Accra, Aug 19, GNA - Mr Boniface Gambila, Director, National Service Scheme (NSS), on Wednesday reminded striking final year Higher National Diploma (HND) students that they would not be posted until they had written their final examinations.
Postings are due in November, but Mr Gambila said the National Service Act did not allow the Scheme to post any post-tertiary student, who had no documentary proof of having completed his or her course and until the HND students wrote their exams, they would not receive their postings.
"The Scheme would only deal with graduates, who have been passed out by their institutions. We have no business with non-graduates". However, the Scheme is prepared to wait for them to write their examinations before being posted, he said.
The caution has come at a time when Polytechnic students, including those in the final year and about to write their final examinations are on strike in protest against what they described as undefined position in job placement after the completion of their courses.
Mr Gambila was answering questions from Journalists after a press briefing in Accra to announce the seventh Global Conference of the International Association for National Youth Service (IANYS) on behalf of the Education, Youth and Sports Minister in Accra.

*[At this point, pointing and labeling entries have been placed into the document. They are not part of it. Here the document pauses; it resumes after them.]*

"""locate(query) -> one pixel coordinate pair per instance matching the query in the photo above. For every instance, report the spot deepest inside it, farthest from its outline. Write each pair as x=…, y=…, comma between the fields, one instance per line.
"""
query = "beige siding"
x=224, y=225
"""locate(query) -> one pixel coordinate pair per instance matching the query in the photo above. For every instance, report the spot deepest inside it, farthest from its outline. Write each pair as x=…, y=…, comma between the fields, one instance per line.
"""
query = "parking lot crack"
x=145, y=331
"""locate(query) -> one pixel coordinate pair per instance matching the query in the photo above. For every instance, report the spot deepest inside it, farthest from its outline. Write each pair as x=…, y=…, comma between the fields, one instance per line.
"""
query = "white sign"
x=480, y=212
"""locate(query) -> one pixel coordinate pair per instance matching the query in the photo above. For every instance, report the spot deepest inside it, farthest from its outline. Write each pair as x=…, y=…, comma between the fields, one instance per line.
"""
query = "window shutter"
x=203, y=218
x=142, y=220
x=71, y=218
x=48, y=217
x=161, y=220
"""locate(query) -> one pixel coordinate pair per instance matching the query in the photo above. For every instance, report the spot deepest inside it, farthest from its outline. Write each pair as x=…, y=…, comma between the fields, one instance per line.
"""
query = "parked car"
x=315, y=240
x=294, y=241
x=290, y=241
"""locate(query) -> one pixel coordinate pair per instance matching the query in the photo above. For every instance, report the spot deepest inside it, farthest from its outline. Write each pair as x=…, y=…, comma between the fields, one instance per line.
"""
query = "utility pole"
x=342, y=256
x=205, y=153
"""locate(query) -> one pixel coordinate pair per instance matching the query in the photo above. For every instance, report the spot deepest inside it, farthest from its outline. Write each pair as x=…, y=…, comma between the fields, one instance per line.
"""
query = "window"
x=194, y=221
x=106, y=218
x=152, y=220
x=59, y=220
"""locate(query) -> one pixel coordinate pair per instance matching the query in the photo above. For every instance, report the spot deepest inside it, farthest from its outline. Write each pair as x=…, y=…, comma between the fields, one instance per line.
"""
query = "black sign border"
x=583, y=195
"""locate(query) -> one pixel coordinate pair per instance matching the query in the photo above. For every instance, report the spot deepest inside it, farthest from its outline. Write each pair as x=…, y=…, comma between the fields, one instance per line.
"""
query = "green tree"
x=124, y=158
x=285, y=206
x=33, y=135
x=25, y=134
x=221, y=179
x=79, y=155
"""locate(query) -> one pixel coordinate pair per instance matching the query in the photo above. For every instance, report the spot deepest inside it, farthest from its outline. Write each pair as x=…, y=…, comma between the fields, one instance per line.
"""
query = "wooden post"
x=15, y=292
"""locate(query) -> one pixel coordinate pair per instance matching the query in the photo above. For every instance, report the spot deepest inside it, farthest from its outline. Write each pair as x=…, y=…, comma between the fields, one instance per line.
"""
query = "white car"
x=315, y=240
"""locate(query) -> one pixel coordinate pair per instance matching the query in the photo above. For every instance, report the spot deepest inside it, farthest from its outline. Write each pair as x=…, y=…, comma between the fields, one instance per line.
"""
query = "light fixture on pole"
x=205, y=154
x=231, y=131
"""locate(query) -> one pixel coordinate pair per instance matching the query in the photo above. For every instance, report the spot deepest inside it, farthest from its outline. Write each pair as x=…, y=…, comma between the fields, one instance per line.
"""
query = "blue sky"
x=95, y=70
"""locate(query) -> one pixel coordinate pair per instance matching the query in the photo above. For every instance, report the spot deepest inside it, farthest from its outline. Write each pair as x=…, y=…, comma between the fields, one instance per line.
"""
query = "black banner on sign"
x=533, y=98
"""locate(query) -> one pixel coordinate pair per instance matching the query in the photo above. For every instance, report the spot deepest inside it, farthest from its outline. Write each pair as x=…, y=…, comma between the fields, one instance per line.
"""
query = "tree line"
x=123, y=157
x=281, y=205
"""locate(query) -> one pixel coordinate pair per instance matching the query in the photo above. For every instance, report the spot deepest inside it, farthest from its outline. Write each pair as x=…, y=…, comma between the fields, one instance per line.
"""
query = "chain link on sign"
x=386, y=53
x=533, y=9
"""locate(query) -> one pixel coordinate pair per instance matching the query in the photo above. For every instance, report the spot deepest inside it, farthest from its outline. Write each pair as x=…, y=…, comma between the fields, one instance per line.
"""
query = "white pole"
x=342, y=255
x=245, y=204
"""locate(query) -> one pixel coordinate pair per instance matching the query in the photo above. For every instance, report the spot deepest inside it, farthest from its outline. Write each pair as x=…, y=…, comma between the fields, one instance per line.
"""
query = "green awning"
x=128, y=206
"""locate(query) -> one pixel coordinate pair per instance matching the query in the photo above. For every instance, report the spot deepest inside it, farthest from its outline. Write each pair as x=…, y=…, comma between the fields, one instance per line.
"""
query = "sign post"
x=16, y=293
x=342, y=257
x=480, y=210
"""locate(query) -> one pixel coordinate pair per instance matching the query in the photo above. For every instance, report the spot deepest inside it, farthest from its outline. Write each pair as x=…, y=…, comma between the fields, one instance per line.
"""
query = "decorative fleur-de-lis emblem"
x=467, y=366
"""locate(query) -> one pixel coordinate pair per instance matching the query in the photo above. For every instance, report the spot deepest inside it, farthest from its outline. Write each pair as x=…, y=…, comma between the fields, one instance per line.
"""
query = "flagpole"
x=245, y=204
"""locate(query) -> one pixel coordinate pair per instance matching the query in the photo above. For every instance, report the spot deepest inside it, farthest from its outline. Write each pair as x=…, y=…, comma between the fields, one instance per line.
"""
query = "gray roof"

The conference, which comes off in Accra from August 23 to August 27, would attract more than 100 delegates from North America, Latin America, Europe, Australia, Asia and Africa.
Mr Gambila extolled the role of National Service Personnel in national development, especially in education and construction of physical structures for social development like schools, health centres, libraries and also their engagement in agriculture and small-scale industries.
He said 70 per cent of National Service Personnel were deployed annually to teach and thereby expanding the base of formal education at all levels.
He said the Education Sector needed about 43,000 teachers annually, from the Basic to the Secondary Levels, but there were still 16,000 vacant positions to be filled.
The shortage was more prevalent in the three Northern Regions, he said, and added National Service persons were fallen on to fill the vacancies. Mr Gambila said postings were guided by the mobility of the service persons, issue of national priority and requests of user agencies against availability of particular skills.
All professionals not posted to their areas of specialisation were sent to the Education Sector, Mr Gambila said.